El sexto día, esto es, la víspera del día del Señor -y cada uno de los días de Mesa Eucarística es día del Señor para el alma-, las almas deben preparar lo que habitualmente tienen: el fervor, el arrepentimiento y los propósitos, para marchar dignamente y con provecho a recibir el Pan del Cielo. Dichosos aquéllos que así lo hacen y dichosos igualmente aquéllos par quienes todos los días son víspera del día del Señor y cuya vida discurre en una constante preparación del encuentro admirable, santificante y vital. Llegados a la vigilia del gran día de su reposo: la muerte en gracia de Dios, sentirán en su agonía el consuelo de estas palabras pronunciadas por los sacerdotes de Dios y dictadas por su propio corazón y por el Ángel de su Guarda: “En esta tarde (la muerte es la tarde), conoceréis vosotros que el Señor es Aquél que os sacó de la tierra de Egipto (es decir: de la vida terrena que es destierro y dolor). Y mañana muy temprano (esto es: superada la muerte) contemplaréis la gloria del Señor”, o sea, el Cielo, vuestra morada de santos, para siempre.

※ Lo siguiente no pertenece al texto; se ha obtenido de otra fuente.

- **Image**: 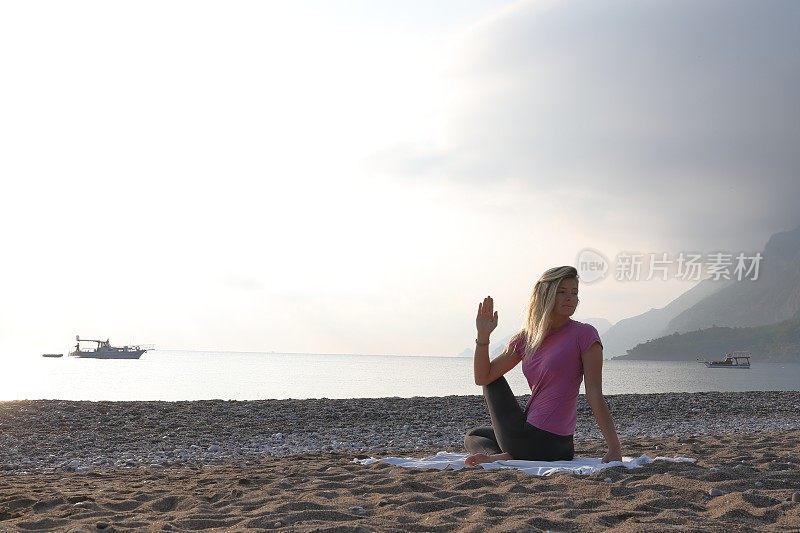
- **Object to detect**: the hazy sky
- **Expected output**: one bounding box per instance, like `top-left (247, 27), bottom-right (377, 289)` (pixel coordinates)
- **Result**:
top-left (0, 0), bottom-right (800, 358)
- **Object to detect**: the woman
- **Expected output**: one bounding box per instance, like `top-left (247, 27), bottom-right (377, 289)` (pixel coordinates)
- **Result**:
top-left (464, 266), bottom-right (622, 466)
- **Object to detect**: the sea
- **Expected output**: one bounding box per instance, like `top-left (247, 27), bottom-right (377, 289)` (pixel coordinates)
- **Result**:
top-left (0, 350), bottom-right (800, 401)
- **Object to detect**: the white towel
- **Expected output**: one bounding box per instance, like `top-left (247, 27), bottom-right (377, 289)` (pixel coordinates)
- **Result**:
top-left (353, 452), bottom-right (696, 476)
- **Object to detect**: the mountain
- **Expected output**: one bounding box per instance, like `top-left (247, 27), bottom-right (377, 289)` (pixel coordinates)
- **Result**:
top-left (664, 223), bottom-right (800, 334)
top-left (600, 280), bottom-right (731, 358)
top-left (615, 314), bottom-right (800, 363)
top-left (575, 317), bottom-right (612, 337)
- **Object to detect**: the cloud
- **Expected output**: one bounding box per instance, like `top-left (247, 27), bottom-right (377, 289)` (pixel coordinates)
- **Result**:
top-left (371, 0), bottom-right (800, 248)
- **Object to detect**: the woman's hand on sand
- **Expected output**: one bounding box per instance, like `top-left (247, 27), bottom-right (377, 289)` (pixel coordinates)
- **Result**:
top-left (464, 453), bottom-right (492, 466)
top-left (475, 296), bottom-right (497, 339)
top-left (603, 450), bottom-right (622, 463)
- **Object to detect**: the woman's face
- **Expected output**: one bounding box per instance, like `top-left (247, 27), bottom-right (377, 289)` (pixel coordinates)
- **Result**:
top-left (553, 278), bottom-right (578, 317)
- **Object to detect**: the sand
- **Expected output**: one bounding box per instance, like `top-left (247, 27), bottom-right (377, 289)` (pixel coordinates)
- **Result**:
top-left (0, 393), bottom-right (800, 532)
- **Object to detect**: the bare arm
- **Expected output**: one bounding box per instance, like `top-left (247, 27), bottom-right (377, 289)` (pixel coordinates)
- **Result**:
top-left (474, 296), bottom-right (521, 385)
top-left (581, 342), bottom-right (622, 463)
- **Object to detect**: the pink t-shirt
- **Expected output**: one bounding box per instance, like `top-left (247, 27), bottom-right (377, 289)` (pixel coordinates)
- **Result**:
top-left (514, 319), bottom-right (603, 435)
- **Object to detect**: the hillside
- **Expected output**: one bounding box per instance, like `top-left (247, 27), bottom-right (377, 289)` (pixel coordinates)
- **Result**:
top-left (614, 315), bottom-right (800, 363)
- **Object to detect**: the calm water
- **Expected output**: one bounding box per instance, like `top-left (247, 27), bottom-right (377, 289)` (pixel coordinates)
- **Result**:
top-left (0, 350), bottom-right (800, 401)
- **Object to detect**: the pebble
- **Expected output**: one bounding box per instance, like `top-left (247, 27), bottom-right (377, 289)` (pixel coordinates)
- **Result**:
top-left (0, 391), bottom-right (800, 474)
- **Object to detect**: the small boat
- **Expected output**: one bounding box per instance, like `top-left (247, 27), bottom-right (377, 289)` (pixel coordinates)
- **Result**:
top-left (697, 351), bottom-right (750, 368)
top-left (69, 335), bottom-right (153, 359)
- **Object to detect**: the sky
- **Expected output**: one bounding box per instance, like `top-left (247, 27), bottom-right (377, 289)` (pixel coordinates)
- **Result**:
top-left (0, 0), bottom-right (800, 359)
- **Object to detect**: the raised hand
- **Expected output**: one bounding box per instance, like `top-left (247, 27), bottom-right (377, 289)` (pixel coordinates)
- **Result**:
top-left (475, 296), bottom-right (497, 339)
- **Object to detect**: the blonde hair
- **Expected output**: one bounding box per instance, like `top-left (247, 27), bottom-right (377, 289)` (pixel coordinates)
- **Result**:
top-left (511, 266), bottom-right (579, 360)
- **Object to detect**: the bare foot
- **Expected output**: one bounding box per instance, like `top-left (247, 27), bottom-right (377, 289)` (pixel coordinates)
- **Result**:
top-left (464, 453), bottom-right (493, 466)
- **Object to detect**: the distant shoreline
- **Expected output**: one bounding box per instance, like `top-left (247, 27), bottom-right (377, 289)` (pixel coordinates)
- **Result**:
top-left (0, 391), bottom-right (800, 472)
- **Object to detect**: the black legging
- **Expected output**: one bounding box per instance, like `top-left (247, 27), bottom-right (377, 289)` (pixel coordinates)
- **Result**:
top-left (464, 376), bottom-right (575, 461)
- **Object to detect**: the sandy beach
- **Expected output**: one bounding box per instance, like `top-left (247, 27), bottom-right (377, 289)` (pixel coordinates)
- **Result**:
top-left (0, 392), bottom-right (800, 532)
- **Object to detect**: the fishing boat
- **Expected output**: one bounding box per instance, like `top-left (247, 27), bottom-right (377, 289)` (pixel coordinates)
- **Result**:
top-left (697, 351), bottom-right (750, 368)
top-left (69, 335), bottom-right (153, 359)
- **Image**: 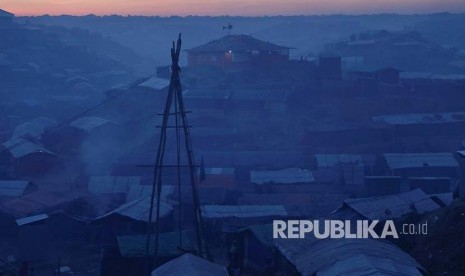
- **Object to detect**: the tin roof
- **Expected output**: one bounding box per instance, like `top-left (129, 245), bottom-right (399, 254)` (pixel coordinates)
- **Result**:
top-left (87, 176), bottom-right (141, 194)
top-left (0, 9), bottom-right (15, 17)
top-left (3, 138), bottom-right (56, 158)
top-left (340, 189), bottom-right (441, 220)
top-left (0, 180), bottom-right (29, 197)
top-left (0, 191), bottom-right (72, 218)
top-left (16, 214), bottom-right (48, 226)
top-left (12, 117), bottom-right (58, 138)
top-left (384, 152), bottom-right (458, 170)
top-left (202, 205), bottom-right (287, 218)
top-left (117, 231), bottom-right (193, 258)
top-left (231, 88), bottom-right (291, 103)
top-left (151, 253), bottom-right (229, 276)
top-left (70, 116), bottom-right (112, 132)
top-left (372, 111), bottom-right (465, 125)
top-left (250, 168), bottom-right (315, 184)
top-left (205, 168), bottom-right (236, 175)
top-left (182, 88), bottom-right (231, 100)
top-left (315, 154), bottom-right (363, 167)
top-left (139, 76), bottom-right (170, 90)
top-left (196, 151), bottom-right (305, 168)
top-left (237, 224), bottom-right (274, 247)
top-left (187, 35), bottom-right (291, 53)
top-left (275, 239), bottom-right (426, 276)
top-left (239, 193), bottom-right (348, 218)
top-left (126, 184), bottom-right (175, 202)
top-left (95, 196), bottom-right (173, 222)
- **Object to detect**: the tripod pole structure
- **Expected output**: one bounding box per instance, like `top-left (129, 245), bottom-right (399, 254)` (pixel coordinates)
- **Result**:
top-left (146, 34), bottom-right (211, 275)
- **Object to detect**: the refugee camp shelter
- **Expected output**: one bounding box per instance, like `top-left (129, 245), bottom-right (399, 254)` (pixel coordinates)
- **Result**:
top-left (0, 180), bottom-right (33, 199)
top-left (384, 152), bottom-right (459, 179)
top-left (250, 168), bottom-right (315, 193)
top-left (202, 205), bottom-right (288, 234)
top-left (102, 231), bottom-right (193, 276)
top-left (365, 175), bottom-right (402, 196)
top-left (275, 238), bottom-right (426, 276)
top-left (408, 177), bottom-right (452, 194)
top-left (152, 253), bottom-right (229, 276)
top-left (334, 189), bottom-right (442, 220)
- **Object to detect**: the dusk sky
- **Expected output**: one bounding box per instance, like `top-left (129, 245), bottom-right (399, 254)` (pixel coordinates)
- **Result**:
top-left (0, 0), bottom-right (465, 16)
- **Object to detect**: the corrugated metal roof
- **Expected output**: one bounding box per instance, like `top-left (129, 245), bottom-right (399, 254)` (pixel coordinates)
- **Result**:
top-left (384, 152), bottom-right (458, 170)
top-left (151, 253), bottom-right (229, 276)
top-left (315, 154), bottom-right (363, 167)
top-left (126, 184), bottom-right (175, 202)
top-left (205, 168), bottom-right (236, 175)
top-left (191, 127), bottom-right (237, 137)
top-left (117, 231), bottom-right (193, 258)
top-left (341, 189), bottom-right (441, 220)
top-left (0, 191), bottom-right (72, 218)
top-left (95, 196), bottom-right (173, 222)
top-left (372, 111), bottom-right (465, 125)
top-left (187, 35), bottom-right (291, 53)
top-left (0, 9), bottom-right (15, 17)
top-left (231, 88), bottom-right (291, 103)
top-left (239, 193), bottom-right (349, 218)
top-left (70, 116), bottom-right (112, 132)
top-left (88, 176), bottom-right (141, 194)
top-left (250, 168), bottom-right (315, 184)
top-left (182, 89), bottom-right (231, 100)
top-left (430, 193), bottom-right (454, 206)
top-left (399, 72), bottom-right (433, 79)
top-left (16, 214), bottom-right (48, 226)
top-left (0, 180), bottom-right (29, 197)
top-left (431, 74), bottom-right (465, 80)
top-left (237, 224), bottom-right (274, 247)
top-left (196, 151), bottom-right (305, 168)
top-left (3, 138), bottom-right (56, 158)
top-left (139, 76), bottom-right (170, 90)
top-left (202, 205), bottom-right (287, 218)
top-left (275, 238), bottom-right (425, 276)
top-left (12, 117), bottom-right (58, 138)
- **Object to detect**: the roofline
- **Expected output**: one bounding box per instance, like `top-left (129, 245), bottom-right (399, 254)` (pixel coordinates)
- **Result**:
top-left (0, 9), bottom-right (15, 17)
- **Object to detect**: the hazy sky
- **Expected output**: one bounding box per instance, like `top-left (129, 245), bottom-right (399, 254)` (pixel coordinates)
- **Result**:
top-left (0, 0), bottom-right (465, 16)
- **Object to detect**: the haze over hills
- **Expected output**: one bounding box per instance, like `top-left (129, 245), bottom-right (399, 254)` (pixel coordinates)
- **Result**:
top-left (17, 13), bottom-right (465, 68)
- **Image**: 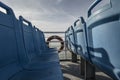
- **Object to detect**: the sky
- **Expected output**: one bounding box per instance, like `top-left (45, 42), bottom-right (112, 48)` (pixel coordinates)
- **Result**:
top-left (2, 0), bottom-right (103, 31)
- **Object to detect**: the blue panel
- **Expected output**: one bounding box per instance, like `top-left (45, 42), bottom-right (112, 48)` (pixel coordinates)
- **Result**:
top-left (87, 0), bottom-right (120, 80)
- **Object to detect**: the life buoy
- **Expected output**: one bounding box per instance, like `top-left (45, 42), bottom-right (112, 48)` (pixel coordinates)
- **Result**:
top-left (47, 35), bottom-right (64, 53)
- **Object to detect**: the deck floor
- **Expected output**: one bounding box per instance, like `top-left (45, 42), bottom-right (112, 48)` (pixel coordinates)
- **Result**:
top-left (60, 61), bottom-right (112, 80)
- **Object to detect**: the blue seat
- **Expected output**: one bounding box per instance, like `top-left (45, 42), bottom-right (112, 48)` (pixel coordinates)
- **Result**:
top-left (34, 27), bottom-right (57, 53)
top-left (73, 17), bottom-right (90, 61)
top-left (87, 0), bottom-right (120, 80)
top-left (66, 28), bottom-right (71, 51)
top-left (19, 16), bottom-right (62, 69)
top-left (69, 26), bottom-right (77, 53)
top-left (0, 2), bottom-right (63, 80)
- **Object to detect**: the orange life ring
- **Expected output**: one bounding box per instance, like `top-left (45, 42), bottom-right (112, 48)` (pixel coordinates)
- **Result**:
top-left (47, 35), bottom-right (64, 53)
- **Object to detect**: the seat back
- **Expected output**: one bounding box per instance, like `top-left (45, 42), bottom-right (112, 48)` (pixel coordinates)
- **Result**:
top-left (73, 17), bottom-right (90, 61)
top-left (69, 26), bottom-right (76, 53)
top-left (0, 2), bottom-right (22, 80)
top-left (87, 0), bottom-right (120, 80)
top-left (19, 16), bottom-right (37, 61)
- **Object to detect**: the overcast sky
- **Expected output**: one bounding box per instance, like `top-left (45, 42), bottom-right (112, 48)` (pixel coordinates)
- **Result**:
top-left (2, 0), bottom-right (94, 31)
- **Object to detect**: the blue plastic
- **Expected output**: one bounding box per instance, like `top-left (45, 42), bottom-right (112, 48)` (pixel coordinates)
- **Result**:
top-left (0, 2), bottom-right (63, 80)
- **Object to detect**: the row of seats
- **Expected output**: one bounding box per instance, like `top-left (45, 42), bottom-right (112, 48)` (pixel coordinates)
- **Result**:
top-left (65, 0), bottom-right (120, 80)
top-left (0, 2), bottom-right (63, 80)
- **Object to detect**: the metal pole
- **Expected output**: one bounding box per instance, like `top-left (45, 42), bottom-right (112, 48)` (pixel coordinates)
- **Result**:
top-left (80, 56), bottom-right (85, 76)
top-left (71, 52), bottom-right (77, 63)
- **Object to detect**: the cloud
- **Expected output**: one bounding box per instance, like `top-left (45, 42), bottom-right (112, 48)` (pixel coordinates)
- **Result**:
top-left (2, 0), bottom-right (92, 30)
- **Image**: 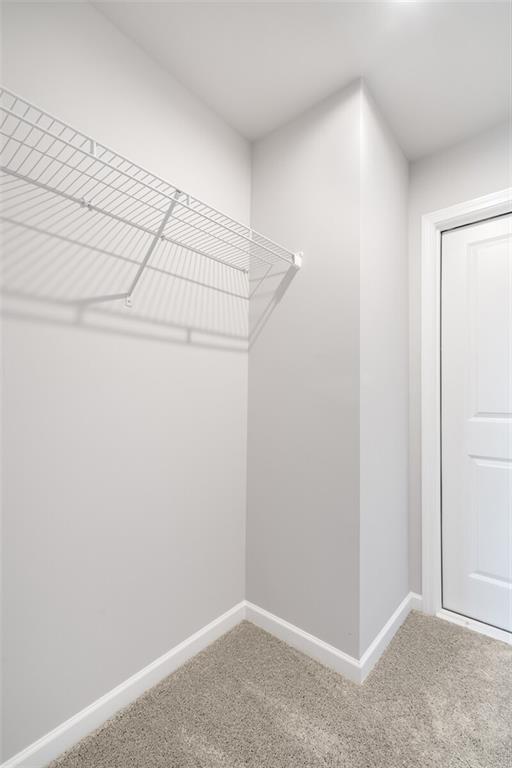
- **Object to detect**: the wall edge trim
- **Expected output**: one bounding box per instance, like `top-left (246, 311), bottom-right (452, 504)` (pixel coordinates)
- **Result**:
top-left (0, 601), bottom-right (245, 768)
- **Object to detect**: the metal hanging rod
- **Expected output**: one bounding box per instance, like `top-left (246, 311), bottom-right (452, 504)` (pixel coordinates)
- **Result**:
top-left (0, 88), bottom-right (301, 300)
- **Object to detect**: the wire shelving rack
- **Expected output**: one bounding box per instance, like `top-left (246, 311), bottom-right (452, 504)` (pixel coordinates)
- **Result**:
top-left (0, 88), bottom-right (301, 303)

Esto es lo que te debe sugerir la lectura de la Bendición de los Ramos. Y ahora meditemos la Santa Misa.

Eleva tus súplicas con tu verdadero y perfecto Maestro. Verdaderamente tú has sido fundida como metal licuado por el calor en el molde de El, de El en su Pasión, habiendo tomado su forma. Tu humanidad se ha desleído por el calor de la caridad, tu espíritu se ha reblandecido para poder ser remodelado y, por momentos, se va imprimiendo en ti la marca de tu amado Jesús en su Pasión. Sus deseos son los tuyos, tuyos son también sus dolores, sus abandonos, sus amargas experiencias de lo que son los hombres y sus desolaciones al verse tan incomprendido, rechazado y despreciado. Y, por último, tuyos son asimismo sus gemidos y sus plegarias al Padre.

Semana Santa, semana dolorosa, si bien hay que señalar que las perlas más bellas se te han dado siempre en esta semana que es la más perfecta de entre sus muchas semanas de Hombre -ni semana alguna de entre las 1.737 que le vieron en el mundo* puede equipararse a esta su última de Hombre sujeto al dolor-, debiéndosela tú agradecer como la prueba más hermosa de su amor. No te preguntes: “¿Qué nueva tortura me ha de traer ésta? ¿Qué cáliz tendré que beber del Jueves al Viernes? ¿Qué agonía? ¿Qué muerte? ¿Qué desconsuelo? ¿Qué traición?”.

  • Según este cómputo, Jesús habría peregrinado sobre la Tierra por espacio de 33 años (1716 semanas) más 21 semanas (en total 1.737 semanas)

No te lo preguntes sino abandónate a tu Padre. Una hora es la que se te ha de ahorrar: la del abandono de Dios. La viviste ya cuando fue necesario para socorrer a las almas en trance de desesperación y así devolverles el Celo y llevarlos al Cielo, pues no se vive dos veces aquella tortura.

Por eso el Padre Eterno y Santo ya no rechazará a su pequeña “voz” y así puedes gritarle, segura de ser escuchada: “¡Señor, no alejes de mí tu auxilio, acude en mi defensa, líbrame de la boca del león y de los cuernos del búfalo a mí que soy tan débil!”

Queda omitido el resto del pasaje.